Le groupe est le porteur des projets de l’organisation qui va s’instaurer autour d’une illusion, croyance et idéalisation fournies par les précédentes instances et qui va se matérialiser dans l’élaboration et la mis en œuvre d’un projet commun fournis ou proposés par les groupes. Le groupe va être le lieu d’une autonomie propre nécessaire ou bien il n’existe pas :

  1. Il va être le lieu de la réalisation de chacun.
  2. Il va être le lieu du contre pouvoir par des luttes implicites (jeux) et explicites (conflits).

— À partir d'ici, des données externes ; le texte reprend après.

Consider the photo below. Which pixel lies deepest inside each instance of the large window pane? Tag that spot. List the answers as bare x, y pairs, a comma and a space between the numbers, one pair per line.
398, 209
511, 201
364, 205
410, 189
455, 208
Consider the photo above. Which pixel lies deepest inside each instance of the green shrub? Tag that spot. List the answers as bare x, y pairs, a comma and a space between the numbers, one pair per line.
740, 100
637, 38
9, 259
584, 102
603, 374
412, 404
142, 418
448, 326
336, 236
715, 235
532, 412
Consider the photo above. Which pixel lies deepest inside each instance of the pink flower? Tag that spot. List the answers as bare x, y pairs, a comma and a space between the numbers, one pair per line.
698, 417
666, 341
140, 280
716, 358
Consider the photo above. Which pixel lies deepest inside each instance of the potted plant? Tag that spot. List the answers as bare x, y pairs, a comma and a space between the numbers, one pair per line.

Le groupe va se sentir investi d’une mission qui le structure et le défini en propre, sans groupe l’organisation ne peut pas exister. Aussi, le groupe va être le lieu privilégié des conduites pathologiques (individus et chefs). Enfin la caractéristique importante est que le groupe sera le lieu privilégié de l’expression de l’inconscient, le lieu de la reconnaissance du désir et du désir de reconnaissance. En conséquence, un groupe va être écartelé et fluctuer entre ces deux pôles extrêmes :

  1. A un extrême – désir de reconnaissance seul : le groupe sera massifié c'est-à-dire c’est la notion de groupe qui surplombe totalement l’individu, les symptômes d’une intolérance à cette situation va se traduire par des conduites pathologiques comme les conduites émotionnelles, perturbées, délations, violence, méfiance, la paranoïa va s’y installer avec émergence de discours passionnels. Si cette position s’installe trop (si les aspirations des individus y sont trop déniées et forcloses alors c’est l’explosion assurée).
  2. A l’autre extrême – reconnaissance du désir seule : le groupe est différencié c'est-à-dire surplombé par les individus (à la limite le groupe n’existe pas ou est un prétexte) alors c’est la lutte de tous contre tous qui s’instaure dans le but d’en prendre le contrôle voir de d’en fonder un ; en un mot de venir le chef, on voit ressurgir le héros et l’instance mythique avec l’exacerbation des conduites perverses et manipulatrices de l’instance organisationnelle. Si cette situation perdure trop le groupe implose par conflit généralisé entre ses membres.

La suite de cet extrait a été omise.